Creemos que sus venidas no se retrasan,
sino que pasan desapercibidas para unos ojos que se han vuelto orgullosos.
Él recorre los caminos de cada época,
revestido de humildad, hambre y misericordia,
buscando corazones que aún se maravillan.
Creemos que Él ha visitado Su mundo
en cada forastero y en cada sufriente,
en el rostro de los abandonados,
en el clamor de los oprimidos,
y en el valor silencioso de los justos.
Creemos que cada generación es puesta a prueba de nuevo:
si le acogerá o le dará la espalda,
si verá la gloria oculta en la mansedumbre,
el poder velado en el perdón.
Creemos que el Reino no está pospuesto
sino presente entre nosotros,
esperando solo a ser visto.
La Segunda Venida no está lejos,
pues Él viene dondequiera que el amor despierte.

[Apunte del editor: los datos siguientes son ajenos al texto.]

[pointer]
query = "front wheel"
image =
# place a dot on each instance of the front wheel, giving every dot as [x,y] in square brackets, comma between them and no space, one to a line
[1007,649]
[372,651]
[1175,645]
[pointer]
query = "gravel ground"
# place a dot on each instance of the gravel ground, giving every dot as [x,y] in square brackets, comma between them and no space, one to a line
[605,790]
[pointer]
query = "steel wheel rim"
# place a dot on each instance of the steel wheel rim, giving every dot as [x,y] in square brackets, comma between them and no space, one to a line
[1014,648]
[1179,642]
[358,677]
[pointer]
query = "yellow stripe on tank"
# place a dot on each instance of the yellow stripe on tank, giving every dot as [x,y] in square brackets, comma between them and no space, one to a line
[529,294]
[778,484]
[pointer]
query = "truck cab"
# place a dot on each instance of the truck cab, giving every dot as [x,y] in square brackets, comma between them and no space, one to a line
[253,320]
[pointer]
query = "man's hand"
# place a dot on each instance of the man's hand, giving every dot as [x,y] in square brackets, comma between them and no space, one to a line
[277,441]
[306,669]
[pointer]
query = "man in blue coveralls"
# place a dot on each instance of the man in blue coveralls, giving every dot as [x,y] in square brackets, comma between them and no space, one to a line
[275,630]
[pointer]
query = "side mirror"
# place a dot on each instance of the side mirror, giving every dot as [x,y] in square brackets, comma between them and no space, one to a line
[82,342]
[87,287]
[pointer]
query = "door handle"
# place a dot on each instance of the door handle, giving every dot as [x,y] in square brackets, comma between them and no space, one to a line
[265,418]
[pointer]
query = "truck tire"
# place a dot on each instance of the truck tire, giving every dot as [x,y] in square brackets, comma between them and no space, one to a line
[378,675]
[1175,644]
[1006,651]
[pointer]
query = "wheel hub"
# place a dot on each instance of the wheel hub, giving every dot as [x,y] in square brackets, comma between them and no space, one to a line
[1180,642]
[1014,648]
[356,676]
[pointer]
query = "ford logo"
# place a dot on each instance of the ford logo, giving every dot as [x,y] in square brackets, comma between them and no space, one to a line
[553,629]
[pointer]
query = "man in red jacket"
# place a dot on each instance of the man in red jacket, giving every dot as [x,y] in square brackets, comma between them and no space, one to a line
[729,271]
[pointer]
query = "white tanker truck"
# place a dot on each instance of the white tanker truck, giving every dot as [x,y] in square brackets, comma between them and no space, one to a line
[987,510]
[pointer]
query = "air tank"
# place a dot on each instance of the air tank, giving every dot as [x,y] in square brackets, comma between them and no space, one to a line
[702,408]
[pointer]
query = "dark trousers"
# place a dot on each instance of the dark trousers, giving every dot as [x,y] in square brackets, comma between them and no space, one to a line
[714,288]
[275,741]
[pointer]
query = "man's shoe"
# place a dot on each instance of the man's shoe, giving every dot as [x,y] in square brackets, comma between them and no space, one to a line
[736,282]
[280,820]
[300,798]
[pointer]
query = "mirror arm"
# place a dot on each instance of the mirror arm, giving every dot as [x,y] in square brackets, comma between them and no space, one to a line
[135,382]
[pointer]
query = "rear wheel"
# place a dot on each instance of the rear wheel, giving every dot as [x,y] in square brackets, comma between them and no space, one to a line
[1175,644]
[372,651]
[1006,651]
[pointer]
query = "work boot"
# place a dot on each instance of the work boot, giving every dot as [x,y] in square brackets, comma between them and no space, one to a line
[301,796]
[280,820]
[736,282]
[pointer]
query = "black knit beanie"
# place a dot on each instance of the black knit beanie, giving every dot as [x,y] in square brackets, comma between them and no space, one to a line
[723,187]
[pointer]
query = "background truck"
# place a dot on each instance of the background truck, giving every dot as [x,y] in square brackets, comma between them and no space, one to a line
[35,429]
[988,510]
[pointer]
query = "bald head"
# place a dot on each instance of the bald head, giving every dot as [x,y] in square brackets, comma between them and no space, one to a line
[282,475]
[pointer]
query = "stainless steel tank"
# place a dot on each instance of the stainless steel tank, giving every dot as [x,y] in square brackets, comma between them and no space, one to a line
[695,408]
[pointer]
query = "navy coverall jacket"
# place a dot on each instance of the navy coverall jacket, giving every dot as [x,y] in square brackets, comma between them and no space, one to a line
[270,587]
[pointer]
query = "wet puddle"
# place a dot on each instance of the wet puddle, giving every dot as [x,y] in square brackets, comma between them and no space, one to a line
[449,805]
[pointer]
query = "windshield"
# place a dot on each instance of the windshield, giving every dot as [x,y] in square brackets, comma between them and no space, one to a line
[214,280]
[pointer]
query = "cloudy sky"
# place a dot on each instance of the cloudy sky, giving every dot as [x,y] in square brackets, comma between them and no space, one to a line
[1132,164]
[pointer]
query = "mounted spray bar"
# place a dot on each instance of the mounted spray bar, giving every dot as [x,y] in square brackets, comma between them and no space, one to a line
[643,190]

Creemos que el fin del mundo
es el fin de la ceguera —
el amanecer del reconocimiento cuando todos los ojos contemplen
a Aquel que nunca se fue.
Confesamos que Él está ante cada puerta y llama;
Que el cielo se abre cuando un corazón se abre;
Que la fe no consiste en esperar Su regreso,
Sino en aprender a ver Su rostro en todas las cosas.
Y por eso miramos, no a las nubes,
sino a los pobres, a los quebrantados, a los misericordiosos —
pues allí viene Él de nuevo.
Siempre el mismo, pero siempre nuevo,
Jesucristo,
nuestro Señor que nunca dejó de llegar.